By contrast, “Hop Henge Experimental IPA” is more about straight-ahead, full-frontal Hops Aggression. The hops used here are listed as “Millennium, Mandarina Bavaria, and “Experimental“… and it’s in that last that the annual miracle lies. We have NO idea what Veronica Vega and her crew might have found from Hop Union or HopSteiner or any of the other Yakima and Willamette Valley hops farms from which Deschutes sources, or what new hybrids may have been developed lately. Many of those get their first use in a commercial setting in this very ale. (As the Deschutes bottle caps frequently read: “Bravely Done”.) The resins in Hop Henge land on your tongue like the hot kiss at the end of a wet fist and they expand as it crosses the palate. There is a lovely but muted malt element that gives it considerable out-front drinkability but this an ale that unabashedly celebrates our NW hops dominance and it struts from first sip to last.

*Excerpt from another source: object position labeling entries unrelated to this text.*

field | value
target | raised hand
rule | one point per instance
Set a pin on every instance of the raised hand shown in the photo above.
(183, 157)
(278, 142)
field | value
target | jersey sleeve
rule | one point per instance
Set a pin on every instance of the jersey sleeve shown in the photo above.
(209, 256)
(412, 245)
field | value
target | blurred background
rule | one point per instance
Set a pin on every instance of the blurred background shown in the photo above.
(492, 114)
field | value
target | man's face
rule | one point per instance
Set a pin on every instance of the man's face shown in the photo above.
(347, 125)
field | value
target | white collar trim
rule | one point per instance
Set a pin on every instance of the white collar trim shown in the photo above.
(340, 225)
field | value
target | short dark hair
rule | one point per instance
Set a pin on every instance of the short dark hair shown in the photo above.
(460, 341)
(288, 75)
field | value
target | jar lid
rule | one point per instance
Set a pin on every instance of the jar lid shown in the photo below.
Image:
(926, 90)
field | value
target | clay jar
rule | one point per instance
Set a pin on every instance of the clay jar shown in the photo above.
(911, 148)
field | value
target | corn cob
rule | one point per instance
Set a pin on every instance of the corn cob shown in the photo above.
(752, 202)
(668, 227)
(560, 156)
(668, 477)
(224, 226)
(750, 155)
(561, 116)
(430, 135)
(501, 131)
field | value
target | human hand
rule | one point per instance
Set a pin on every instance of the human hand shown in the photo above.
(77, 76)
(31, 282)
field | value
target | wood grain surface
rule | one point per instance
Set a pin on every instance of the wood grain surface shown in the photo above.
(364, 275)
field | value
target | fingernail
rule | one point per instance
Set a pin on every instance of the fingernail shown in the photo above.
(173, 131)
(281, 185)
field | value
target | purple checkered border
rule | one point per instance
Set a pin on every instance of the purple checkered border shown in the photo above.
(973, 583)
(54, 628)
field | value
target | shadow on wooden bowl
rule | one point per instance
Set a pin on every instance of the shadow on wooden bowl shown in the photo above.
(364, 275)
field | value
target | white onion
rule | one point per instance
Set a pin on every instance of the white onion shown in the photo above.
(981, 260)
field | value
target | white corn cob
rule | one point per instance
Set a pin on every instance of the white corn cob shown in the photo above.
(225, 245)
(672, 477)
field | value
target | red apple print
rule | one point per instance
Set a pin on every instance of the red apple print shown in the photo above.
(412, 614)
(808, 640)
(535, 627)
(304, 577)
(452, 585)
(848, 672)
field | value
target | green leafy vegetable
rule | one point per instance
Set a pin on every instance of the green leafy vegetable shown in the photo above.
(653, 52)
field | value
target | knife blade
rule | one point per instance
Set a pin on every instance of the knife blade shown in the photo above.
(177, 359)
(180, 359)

“The Dissident” is an Oud Bruin-style ale that’s infused with tart Oregon cherries and then sentenced to 18 months in solitary confinement in Cabernet and Pinot Noir barrels (where would they find Pinot barrels in Oregon, do ya think?). The barrel time works woodsy, wine-ish, vanilla-tinged wonders on the flavor profile and prevents their very assertive brettanomyces strain from infecting every other beer in the joint. It was being released only in even-numbered years, but this batch was ready in ’15, so they went for it. This baby is still on shelves, as I saw yesterday, and is just sitting there, patiently waiting your gentle touch…and getting better. I’ve laid down a couple of bottles of this ale in its previous incarnations and the changes over the period of a year have been staggering. For those not current on Obscure Belgian/Flanders beer styles, an “Oud Bruin” is a sour brown ale and, in that regard, Dissident hits the style dead-on but pushes the color suggestion past what “brown” will normally mean. In the glass, this is brown the same way that the hot girl’s auburn hair would be described as brown, the same way that “brown” might apply to a ruddy varnish on a mahogany table. It’s brown but it’s also red and neither truly dominates. This ale is NOT for the faint of heart and not at all for those just discovering the joys of sour beers. This baby is Sour, with a capital S; an ale that makes all us sour/brett fans go a tad moist in our panties. The tart cherry flavor is spectacular and dominates the whole flavor profile. Behind that is the cavalcade of malts (Pilsner Malt, Munich, Bohemian Pilsner, Acidulated Malt, Crystal 20, Dark Crystal, Special B, for you geeky types) that give it a chewy, meaty Substance, all countered beautifully by three different Euro-hop varieties (Czech Saaz, Hallertauer Hersbrucker, Hallertauer Hallertauer) and that glorious, puckery (and puckish) Brett sour. “Mouth-watering” is more than a descriptor with The Dissident. Your mouth literally and involuntarily waters when drinking this, giving it an inspired juiciness and refreshment quotient that are both off the charts. Just…dazzling.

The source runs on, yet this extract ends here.